The ionization constant of dimethylamine is $5.4 \times 10^{-4}$. Calculate its degree of ionization in its $0.02 \ M$ solution. What percentage of dimethylamine is ionized if the solution is also $0.1 \ M$ in $NaOH$?

(N/A) $K_{b} = 5.4 \times 10^{-4}$
$c = 0.02 \ M$
For a weak base,the degree of ionization $\alpha$ is given by $\alpha = \sqrt{\frac{K_{b}}{c}}$.
$\alpha = \sqrt{\frac{5.4 \times 10^{-4}}{0.02}} = \sqrt{270 \times 10^{-4}} = 0.1643$.
When $0.1 \ M \ NaOH$ is added,it acts as a strong base and provides $0.1 \ M \ OH^{-}$ ions.
$(CH_{3})_{2}NH + H_{2}O \longleftrightarrow (CH_{3})_{2}NH_{2}^{+} + OH^{-}$
Initial: $0.02 \ M \quad 0 \quad 0.1 \ M$
Equilibrium: $(0.02 - x) \ M \quad x \ M \quad (0.1 + x) \ M$
Since $K_{b}$ is small,$x$ is negligible compared to $0.02$ and $0.1$.

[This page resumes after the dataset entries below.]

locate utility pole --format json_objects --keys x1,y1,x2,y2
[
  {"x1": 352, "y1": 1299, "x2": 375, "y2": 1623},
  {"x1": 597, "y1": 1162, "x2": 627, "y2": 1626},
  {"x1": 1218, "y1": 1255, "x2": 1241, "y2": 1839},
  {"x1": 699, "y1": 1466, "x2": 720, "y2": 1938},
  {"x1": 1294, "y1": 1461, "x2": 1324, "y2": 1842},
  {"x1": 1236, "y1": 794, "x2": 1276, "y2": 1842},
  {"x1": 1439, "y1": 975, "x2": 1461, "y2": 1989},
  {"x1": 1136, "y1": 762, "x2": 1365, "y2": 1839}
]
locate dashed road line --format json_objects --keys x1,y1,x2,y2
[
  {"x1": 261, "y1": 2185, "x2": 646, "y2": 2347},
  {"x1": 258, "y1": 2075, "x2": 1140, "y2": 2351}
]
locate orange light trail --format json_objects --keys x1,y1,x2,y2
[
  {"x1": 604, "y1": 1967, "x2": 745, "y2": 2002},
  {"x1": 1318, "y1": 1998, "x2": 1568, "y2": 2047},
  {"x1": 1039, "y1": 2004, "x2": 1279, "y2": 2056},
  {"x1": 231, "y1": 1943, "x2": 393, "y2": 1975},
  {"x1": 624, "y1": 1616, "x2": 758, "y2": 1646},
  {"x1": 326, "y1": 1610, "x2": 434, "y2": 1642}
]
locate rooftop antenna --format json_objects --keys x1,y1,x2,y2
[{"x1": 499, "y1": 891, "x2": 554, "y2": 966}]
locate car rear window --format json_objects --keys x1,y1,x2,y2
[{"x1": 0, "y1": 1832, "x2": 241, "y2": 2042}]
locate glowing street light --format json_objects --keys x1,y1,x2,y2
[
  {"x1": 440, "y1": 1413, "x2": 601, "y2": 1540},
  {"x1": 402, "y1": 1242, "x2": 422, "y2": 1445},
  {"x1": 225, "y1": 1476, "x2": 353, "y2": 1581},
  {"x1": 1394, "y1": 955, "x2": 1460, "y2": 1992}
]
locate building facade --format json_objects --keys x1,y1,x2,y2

$K_{b} = \frac{x(0.1)}{0.02} = 5.4 \times 10^{-4}$
$x = \frac{5.4 \times 10^{-4} \times 0.02}{0.1} = 1.08 \times 10^{-4} \ M$.
Percentage ionization $= \frac{x}{c} \times 100 = \frac{1.08 \times 10^{-4}}{0.02} \times 100 = 0.54 \%$.